- Global economy has only partially recovered
- Loonie is still 40% higher than in the early 2000s
- Bank of Canada will not manipulate the currency exchange rate
The Bank of Canada Governor Stephen Poloz addressed a crowd of entrepreneurs earlier today. While at times the governor seemed to be giving a Central Banking 101 lecture he stressed the importance of a floating currency in the current adverse economic atmosphere. He also came across as a firm believer in avoiding the pitfalls that have befallen the policy makers that have relied heavily in forward guidance. In start contrast to his predecessor Mark Carney, now governor of the Bank of England, Poloz is not an “unreliable boyfriend”. Carney was called that by one of UK’s MPs after contradictory statements in the same week that had markets confused about the interest rate outlook of the nation. Poloz outlined the Canadian reality of an economy dependant on exports mainly to the US. A Recovery in the US will benefit its norther neighbor.
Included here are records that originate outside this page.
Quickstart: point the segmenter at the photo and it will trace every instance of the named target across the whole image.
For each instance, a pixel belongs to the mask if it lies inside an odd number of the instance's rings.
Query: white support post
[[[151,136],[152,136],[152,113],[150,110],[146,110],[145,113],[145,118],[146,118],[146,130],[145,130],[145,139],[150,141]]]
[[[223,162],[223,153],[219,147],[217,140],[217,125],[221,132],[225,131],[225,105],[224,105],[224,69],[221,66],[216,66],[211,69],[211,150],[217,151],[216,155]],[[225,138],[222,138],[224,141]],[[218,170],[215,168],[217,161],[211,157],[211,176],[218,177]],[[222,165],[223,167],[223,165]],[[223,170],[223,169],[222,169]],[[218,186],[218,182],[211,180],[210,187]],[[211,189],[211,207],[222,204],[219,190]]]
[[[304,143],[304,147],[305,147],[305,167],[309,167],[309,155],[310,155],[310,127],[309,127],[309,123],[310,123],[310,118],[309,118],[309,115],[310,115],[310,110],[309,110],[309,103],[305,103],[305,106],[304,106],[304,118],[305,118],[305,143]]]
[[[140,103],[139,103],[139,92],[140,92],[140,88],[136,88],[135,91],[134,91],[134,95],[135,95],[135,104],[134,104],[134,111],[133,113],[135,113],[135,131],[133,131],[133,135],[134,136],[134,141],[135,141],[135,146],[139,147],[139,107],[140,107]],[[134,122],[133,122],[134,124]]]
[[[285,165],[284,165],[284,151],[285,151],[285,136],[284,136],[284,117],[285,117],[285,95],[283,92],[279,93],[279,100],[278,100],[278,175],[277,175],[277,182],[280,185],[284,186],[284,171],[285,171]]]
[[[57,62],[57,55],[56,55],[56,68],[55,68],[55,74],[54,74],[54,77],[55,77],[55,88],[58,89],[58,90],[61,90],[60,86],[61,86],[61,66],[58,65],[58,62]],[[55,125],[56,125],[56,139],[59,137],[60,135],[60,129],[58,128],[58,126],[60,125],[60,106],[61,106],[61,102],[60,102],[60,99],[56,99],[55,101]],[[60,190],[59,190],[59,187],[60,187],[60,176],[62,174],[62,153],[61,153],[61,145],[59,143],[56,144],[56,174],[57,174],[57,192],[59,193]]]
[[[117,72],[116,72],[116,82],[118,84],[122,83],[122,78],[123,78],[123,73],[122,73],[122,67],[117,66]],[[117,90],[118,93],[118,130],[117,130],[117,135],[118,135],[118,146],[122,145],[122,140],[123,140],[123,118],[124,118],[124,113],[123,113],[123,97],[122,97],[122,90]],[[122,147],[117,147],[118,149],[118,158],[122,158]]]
Bank of Canada Governor Stephen Poloz main points:
- Global economy has only partially recovered
- Loonie is still 40% higher than in the early 2000s
- Bank of Canada will not manipulate the currency exchange rate
- A floating loonie is the best strategy to achieve monetary policy objectives
- Canada’s economy is linked to commodity prices
- An export focus is needed to get Canada back on track
The Bank of Canada Governor Stephen Poloz reiterated the central bank’s mandate. To achieve its mandate the BoC needs to be focused on inflation.
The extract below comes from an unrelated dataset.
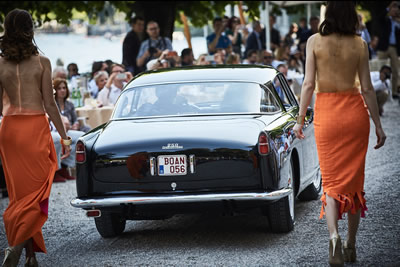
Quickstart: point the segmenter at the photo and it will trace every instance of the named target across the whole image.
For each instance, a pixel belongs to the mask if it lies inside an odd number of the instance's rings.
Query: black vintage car
[[[95,217],[103,237],[122,233],[126,220],[211,210],[257,209],[273,232],[288,232],[295,198],[321,191],[313,111],[300,141],[298,109],[270,67],[145,72],[125,87],[110,121],[78,141],[71,204]]]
The Governor’s what if scenario on cutting rates to keep the loonie at 65 cents in is a good educational tool but it is afforded the luxury of knowing the outcome of the 2008 crisis.
The data earlier today supports Governor Poloz speech to entrepreneurs. Canadian manufacturing exceeds expectations. Auto manufacturing leads the way with 11.6% MoM increase. Factory shipments rose 2.5% with auto again being a strong contributor to the surge. Both figures were well above expectations and tied into the BoC Governor’s speech.
The Governor is focusing on the positives of a weak loonie but outlines the challenges of central bank intervention as they could wreak havoc with inflation and ultimately job creation.
The main challenge facing Canada is its reliance on commodities and manufacturing. The first have decreased in price given the current global growth forecasts and only energy seems to have contributed to Canadian growth. Manufacturing surprised to the upside with auto being the major driver. After the harsh winter it will remain to be seen if the pace of recovery is sustainable but a lot depends on the US market.